I need a function to double every other number in a list. This does the trick:
doubleEveryOther :: [Integer] -> [Integer]
doubleEveryOther [] = []
doubleEveryOther (x:[]) = [x]
doubleEveryOther (x:(y:zs)) = x : 2 * y : doubleEveryOther zs
However, the catch is that I need to double every other number starting from the right - so if the length of the list is even, the first one will be doubled, etc.
I understand that in Haskell it's tricky to operate on lists backwards, so my plan was to reverse the list, apply my function, then output the reverse again. I have a reverseList function:
reverseList :: [Integer] -> [Integer]
reverseList [] = []
reverseList xs = last xs : reverseList (init xs)
But I'm not quite sure how to implant it inside my original function. I got to something like this:
doubleEveryOther :: [Integer] -> [Integer]
doubleEveryOther [] = []
doubleEveryOther (x:[]) = [x]
doubleEveryOther (x:(y:zs)) =
| rev_list = reverseList (x:(y:zs))
| rev_list = [2 * x, y] ++ doubleEveryOther zs
I'm not exactly sure of the syntax of a function that includes intermediate values like this.
In case it's relevant, this is for Exercise 2 in CIS 194 HW 1.
This is a very simple combination of the two functions you've already created:
doubleEveryOtherFromRight = reverseList . doubleEveryOther . reverseList
Note that your reverseList is actually already defined in the standard Prelude as reverse. so you didn't need to define it yourself.

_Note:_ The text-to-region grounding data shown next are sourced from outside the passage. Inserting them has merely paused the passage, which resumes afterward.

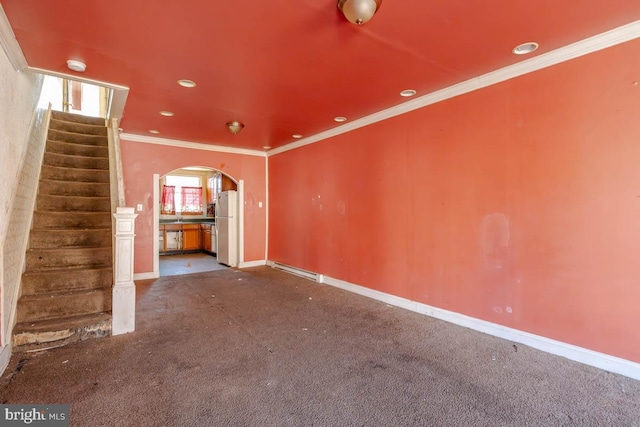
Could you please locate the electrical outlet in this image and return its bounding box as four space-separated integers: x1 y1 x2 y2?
258 202 263 208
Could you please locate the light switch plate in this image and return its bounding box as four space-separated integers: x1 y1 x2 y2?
136 204 143 211
258 202 263 208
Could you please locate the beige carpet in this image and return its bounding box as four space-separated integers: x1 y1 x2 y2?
1 266 638 426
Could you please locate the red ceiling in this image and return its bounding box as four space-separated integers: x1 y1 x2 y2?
2 0 640 150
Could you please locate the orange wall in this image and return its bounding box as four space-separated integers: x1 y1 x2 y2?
269 39 640 363
120 141 267 273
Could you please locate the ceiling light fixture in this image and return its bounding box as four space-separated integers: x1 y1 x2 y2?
263 146 271 150
400 89 417 97
149 129 160 134
292 134 303 139
337 0 382 25
334 116 347 122
226 121 244 135
512 42 539 55
160 111 174 117
177 79 196 88
66 59 86 72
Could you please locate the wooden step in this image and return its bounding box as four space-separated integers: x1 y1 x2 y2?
32 211 112 229
25 246 112 271
29 228 112 249
39 180 111 197
21 266 113 296
51 111 106 126
36 194 111 212
13 312 111 353
43 152 109 169
46 139 109 157
40 165 110 183
47 129 108 146
49 118 108 136
16 288 111 323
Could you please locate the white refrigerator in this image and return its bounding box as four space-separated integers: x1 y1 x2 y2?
216 190 238 267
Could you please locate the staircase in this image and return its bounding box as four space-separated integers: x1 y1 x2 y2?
13 111 113 351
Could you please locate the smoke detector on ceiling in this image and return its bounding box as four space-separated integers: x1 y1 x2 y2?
66 59 86 72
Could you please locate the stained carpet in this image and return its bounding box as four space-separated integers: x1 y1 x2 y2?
1 267 638 426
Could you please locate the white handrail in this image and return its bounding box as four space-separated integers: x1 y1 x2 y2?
107 117 126 210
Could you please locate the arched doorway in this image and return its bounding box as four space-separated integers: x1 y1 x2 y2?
154 166 239 277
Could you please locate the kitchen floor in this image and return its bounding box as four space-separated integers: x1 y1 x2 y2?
159 253 228 277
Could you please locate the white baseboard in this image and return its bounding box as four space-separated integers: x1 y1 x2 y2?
269 267 640 381
239 260 267 268
133 272 158 280
0 343 12 377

I'm aware that the above solution isn't very efficient, because both uses of reverse need to pass through the entire list. I'll leave it to others to suggest more efficient versions, but hopefully this illustrates the power of function composition to build more complex computations out of simpler ones.

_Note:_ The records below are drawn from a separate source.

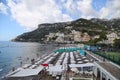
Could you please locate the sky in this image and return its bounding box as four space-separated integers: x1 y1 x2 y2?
0 0 120 41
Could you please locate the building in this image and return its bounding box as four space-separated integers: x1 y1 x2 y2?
106 32 119 44
64 34 74 41
72 30 82 42
55 33 64 43
82 33 91 42
92 35 100 40
65 26 72 29
46 33 55 41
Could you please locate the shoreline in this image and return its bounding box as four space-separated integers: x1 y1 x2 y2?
4 47 94 80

As Lorenzo points out, you can make one pass to determine if the list has an odd or even length, then a second pass to actually construct the new list. It might be simpler, though, to separate the two tasks.
doubleFromRight ls = zipWith ($) (cycle fs) ls -- [f0 ls0, f1 ls1, f2 ls2, ...]
where fs = if odd (length ls)
then [(*2), id]
else [id, (*2)]
So how does this work? First, we observe that to create the final result, we need to apply one of two function (id or (*2)) to each element of ls. zipWith can do that if we have a list of appropriate functions. The interesting part of its definition is basically
zipWith f (x:xs) (y:ys) = f x y : zipWith f xs ys
When f is ($), we're just applying a function from one list to the corresponding element in the other list.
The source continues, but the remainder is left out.